Sometimes we carry knowledge around that can hurt when doing similar things especially when dealing with the different programming languages and constructs. Today, let us see how Oracle’s ROWNUM is different from (as in, almost unrelated) SQL Server’s TOP.
SQL Server – TOP: Basics
Let us take the TOP function in SQL Server. It is very straight-forward. There is no confusion about how it works. When used with the SELECT statement, it returns the TOP x rows based after ordering by what is in “ORDER BY”.
WARNING: SQL Server allows TOP without an ORDER BY. The results are non-deterministic. i.e., for the same query and the same data, the results “could” be different from one run to the next. Always use TOP with ORDER BY.
Simple TOP with ORDER BY
SELECT TOP 10 object_id, name FROM sys.columns ORDER BY name
Simple TOP with ORDER BY DESC
SELECT TOP 10 object_id, name FROM sys.columns ORDER BY name DESC
TOP with ORDER BY multiple columns
SELECT TOP 3 object_id, name FROM sys.columns ORDER BY name DESC, object_id
Notice that of the four records with name=”xtype”, the one with object_id=51 is no longer displayed when we said “TOP 3”
TOP PERCENT with ORDER BY multiple columns
SELECT TOP 2 PERCENT * FROM sys.columns ORDER BY name DESC, object_id
By the way, SQL Server allows TOP’s usage in DELETE and UPDATES too.
Oracle – ROWNUM: Basics
To understand and use ROWNUM, one has to forget SQL Server’s TOP function. Trying to compare and contrast will only add even more confusion.

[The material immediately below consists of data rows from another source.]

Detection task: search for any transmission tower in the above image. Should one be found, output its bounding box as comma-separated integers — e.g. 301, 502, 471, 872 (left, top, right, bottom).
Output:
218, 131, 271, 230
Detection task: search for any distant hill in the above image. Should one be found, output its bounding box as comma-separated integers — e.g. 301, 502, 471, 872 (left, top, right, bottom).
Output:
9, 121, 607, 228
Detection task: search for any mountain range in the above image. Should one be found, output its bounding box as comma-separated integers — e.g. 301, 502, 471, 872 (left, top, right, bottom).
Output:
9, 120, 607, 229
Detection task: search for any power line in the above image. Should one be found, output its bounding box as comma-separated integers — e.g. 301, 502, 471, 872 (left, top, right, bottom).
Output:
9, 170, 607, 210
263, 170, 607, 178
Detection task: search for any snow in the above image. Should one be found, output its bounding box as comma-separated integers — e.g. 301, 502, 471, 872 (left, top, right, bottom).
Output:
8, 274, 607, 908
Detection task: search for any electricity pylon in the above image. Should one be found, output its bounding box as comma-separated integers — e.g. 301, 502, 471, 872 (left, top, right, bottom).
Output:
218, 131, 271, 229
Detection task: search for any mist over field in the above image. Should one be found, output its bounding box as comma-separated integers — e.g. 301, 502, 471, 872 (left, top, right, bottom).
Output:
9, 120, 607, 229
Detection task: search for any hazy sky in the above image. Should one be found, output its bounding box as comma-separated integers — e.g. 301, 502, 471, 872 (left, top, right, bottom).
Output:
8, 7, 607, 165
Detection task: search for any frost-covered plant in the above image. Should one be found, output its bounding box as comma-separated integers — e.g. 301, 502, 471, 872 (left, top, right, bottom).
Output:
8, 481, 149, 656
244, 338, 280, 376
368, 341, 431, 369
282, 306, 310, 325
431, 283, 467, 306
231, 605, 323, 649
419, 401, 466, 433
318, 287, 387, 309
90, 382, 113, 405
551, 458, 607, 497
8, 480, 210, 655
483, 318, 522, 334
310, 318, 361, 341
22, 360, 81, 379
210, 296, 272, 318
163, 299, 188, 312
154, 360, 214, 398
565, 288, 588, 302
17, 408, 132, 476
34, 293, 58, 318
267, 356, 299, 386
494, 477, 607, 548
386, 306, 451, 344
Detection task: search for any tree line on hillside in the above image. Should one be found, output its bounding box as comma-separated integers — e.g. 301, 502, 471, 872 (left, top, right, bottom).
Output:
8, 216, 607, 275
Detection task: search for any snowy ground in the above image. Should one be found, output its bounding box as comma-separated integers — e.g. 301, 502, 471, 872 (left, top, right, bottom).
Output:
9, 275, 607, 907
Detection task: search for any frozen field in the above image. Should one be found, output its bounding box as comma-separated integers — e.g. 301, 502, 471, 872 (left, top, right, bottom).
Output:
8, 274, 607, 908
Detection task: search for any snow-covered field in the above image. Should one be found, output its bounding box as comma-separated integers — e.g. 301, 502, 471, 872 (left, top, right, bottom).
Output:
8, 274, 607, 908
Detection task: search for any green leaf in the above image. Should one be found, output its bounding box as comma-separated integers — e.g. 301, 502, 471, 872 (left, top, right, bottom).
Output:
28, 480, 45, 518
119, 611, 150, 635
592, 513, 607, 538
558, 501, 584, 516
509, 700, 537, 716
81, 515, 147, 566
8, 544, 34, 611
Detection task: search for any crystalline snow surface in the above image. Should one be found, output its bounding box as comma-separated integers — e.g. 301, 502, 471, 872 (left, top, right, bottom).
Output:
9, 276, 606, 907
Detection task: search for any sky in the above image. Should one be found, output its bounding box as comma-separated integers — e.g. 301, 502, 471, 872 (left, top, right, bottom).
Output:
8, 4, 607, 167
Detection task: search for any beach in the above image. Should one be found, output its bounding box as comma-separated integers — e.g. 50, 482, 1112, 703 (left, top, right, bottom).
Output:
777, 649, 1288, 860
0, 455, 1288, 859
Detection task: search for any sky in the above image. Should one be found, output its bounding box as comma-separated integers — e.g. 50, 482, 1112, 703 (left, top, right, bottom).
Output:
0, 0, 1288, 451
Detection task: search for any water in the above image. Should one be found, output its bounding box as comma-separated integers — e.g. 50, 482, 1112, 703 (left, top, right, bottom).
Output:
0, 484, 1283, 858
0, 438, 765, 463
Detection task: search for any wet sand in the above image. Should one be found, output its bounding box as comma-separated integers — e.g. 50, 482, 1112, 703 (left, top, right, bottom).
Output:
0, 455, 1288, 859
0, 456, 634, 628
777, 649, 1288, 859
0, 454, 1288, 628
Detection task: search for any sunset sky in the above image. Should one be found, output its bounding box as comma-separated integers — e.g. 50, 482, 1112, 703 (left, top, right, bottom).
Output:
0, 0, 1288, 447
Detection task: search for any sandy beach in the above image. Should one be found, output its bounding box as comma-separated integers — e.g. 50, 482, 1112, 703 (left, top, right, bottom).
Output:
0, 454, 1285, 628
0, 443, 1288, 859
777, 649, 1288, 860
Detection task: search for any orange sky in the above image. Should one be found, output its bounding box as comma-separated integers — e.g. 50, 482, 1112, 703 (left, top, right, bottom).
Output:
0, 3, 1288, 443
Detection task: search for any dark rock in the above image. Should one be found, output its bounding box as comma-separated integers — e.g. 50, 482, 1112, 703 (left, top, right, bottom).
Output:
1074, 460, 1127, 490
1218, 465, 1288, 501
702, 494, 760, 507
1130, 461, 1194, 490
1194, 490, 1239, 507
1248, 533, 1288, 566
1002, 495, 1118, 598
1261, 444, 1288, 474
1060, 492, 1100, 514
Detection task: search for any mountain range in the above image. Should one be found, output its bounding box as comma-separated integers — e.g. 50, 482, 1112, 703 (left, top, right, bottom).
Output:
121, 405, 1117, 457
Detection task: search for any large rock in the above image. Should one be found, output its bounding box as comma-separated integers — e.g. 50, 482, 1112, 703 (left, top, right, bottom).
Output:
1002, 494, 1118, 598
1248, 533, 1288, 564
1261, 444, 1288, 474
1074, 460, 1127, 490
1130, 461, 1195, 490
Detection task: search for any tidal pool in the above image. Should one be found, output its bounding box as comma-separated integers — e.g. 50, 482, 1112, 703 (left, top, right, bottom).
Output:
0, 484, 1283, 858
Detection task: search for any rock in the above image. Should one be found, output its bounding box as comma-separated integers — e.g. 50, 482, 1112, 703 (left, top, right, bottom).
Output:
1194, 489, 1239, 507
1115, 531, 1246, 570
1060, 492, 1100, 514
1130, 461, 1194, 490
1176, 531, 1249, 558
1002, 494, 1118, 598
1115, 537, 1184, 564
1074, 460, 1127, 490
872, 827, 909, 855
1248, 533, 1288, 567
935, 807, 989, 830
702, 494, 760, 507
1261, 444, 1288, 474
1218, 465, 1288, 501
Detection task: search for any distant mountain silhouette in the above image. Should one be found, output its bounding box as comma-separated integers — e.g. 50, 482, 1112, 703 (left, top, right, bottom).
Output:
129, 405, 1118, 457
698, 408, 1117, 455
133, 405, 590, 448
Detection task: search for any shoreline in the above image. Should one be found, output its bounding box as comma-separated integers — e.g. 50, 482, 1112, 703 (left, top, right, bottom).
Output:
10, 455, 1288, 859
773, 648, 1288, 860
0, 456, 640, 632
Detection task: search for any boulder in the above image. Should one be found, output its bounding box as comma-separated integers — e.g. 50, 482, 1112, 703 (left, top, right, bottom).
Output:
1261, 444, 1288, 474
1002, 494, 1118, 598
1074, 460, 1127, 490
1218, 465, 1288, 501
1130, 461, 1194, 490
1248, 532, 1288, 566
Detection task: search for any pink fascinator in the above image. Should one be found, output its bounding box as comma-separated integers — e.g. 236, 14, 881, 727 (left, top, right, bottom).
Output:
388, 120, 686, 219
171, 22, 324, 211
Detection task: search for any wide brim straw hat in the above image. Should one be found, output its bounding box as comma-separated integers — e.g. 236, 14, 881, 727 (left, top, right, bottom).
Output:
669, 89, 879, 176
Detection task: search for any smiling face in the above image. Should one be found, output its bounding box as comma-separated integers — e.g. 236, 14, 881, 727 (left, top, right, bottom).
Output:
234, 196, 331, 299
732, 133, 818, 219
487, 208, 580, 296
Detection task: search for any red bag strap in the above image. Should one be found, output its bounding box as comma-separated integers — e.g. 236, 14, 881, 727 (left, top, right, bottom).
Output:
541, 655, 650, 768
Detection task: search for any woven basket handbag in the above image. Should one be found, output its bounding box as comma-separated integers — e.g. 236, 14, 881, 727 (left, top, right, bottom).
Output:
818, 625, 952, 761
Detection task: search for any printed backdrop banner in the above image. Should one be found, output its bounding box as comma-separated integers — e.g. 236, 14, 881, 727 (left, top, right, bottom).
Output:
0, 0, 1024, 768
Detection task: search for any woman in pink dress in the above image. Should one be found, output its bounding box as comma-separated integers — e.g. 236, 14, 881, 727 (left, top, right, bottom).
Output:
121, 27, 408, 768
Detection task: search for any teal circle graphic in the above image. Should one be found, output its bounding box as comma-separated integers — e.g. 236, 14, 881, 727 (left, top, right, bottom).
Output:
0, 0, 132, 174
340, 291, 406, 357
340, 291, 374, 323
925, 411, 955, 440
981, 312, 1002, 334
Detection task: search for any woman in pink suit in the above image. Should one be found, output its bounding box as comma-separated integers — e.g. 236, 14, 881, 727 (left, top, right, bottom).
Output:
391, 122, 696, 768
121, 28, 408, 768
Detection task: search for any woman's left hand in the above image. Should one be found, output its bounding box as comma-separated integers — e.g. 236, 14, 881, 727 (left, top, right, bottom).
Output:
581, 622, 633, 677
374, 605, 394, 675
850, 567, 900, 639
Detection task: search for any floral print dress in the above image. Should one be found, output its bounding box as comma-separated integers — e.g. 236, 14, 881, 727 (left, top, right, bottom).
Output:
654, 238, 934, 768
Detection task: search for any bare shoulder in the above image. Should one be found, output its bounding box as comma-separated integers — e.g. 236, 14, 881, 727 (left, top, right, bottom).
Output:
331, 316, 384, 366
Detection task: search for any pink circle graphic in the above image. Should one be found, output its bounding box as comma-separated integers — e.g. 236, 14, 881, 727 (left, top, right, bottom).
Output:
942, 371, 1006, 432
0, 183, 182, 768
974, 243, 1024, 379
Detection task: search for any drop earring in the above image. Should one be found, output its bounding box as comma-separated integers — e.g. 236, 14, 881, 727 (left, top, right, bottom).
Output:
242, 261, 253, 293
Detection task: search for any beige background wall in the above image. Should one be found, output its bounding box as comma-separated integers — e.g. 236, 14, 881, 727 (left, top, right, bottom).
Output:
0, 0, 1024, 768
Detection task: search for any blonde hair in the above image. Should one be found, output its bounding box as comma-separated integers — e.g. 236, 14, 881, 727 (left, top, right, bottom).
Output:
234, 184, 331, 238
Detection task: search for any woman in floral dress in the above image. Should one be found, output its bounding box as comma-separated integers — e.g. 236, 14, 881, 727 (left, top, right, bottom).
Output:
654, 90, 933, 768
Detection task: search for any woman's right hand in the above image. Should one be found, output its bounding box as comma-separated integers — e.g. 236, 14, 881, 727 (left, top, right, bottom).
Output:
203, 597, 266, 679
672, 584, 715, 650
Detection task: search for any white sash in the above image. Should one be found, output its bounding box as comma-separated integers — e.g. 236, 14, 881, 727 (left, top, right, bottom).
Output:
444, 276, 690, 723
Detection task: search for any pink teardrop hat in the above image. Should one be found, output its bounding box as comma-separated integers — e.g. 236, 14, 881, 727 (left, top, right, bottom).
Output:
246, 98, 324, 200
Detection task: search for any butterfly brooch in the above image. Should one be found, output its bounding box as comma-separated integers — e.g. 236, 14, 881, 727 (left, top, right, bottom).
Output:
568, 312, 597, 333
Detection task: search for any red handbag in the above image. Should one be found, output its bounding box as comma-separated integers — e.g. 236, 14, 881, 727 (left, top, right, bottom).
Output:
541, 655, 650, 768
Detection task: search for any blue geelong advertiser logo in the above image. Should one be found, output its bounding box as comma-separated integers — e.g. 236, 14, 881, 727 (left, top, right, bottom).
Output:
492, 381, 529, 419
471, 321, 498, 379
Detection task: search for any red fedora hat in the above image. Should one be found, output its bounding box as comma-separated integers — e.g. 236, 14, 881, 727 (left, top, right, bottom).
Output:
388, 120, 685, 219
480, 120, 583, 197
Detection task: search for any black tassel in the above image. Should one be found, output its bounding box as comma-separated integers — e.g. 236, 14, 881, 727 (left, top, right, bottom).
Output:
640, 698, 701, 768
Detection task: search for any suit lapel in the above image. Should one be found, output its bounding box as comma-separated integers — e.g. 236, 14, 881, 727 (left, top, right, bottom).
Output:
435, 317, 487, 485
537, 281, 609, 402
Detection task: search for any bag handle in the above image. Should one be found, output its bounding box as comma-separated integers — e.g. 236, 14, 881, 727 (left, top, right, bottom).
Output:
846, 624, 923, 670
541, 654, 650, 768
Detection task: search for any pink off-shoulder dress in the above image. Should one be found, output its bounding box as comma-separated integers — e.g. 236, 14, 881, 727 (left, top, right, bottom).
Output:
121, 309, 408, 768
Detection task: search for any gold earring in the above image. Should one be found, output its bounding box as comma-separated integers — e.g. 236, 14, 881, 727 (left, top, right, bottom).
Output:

ROWNUM in Oracle is a pseudo column that is part of every query result and is not displayed by default.
Simple SELECT with ORDER BY
SELECT column_id, column_name FROM dba_tab_columns ORDER BY column_name, column_id
SELECT with ORDER BY and with ROWNUM column included
SELECT ROWNUM, column_id, column_name FROM dba_tab_columns ORDER BY column_name, column_id
ROWNUM seems sort of random in the first few rows displayed because of our ORDER BY but surely the results have ROWNUM values from 1 to the number of rows returned by the SELECT
SELECT with ORDER BY and with ROWNUM column based restriction
SELECT ROWNUM, column_id, column_name FROM dba_tab_columns WHERE ROWNUM < 10 ORDER BY column_name, column_id
What happened here? We said “WHERE ROWNUM < 10” but the “WHERE ROWNUM < 10” did not get just the TOP 10 rows as we expected! The column names with “A”, “AAD” are not even in the results.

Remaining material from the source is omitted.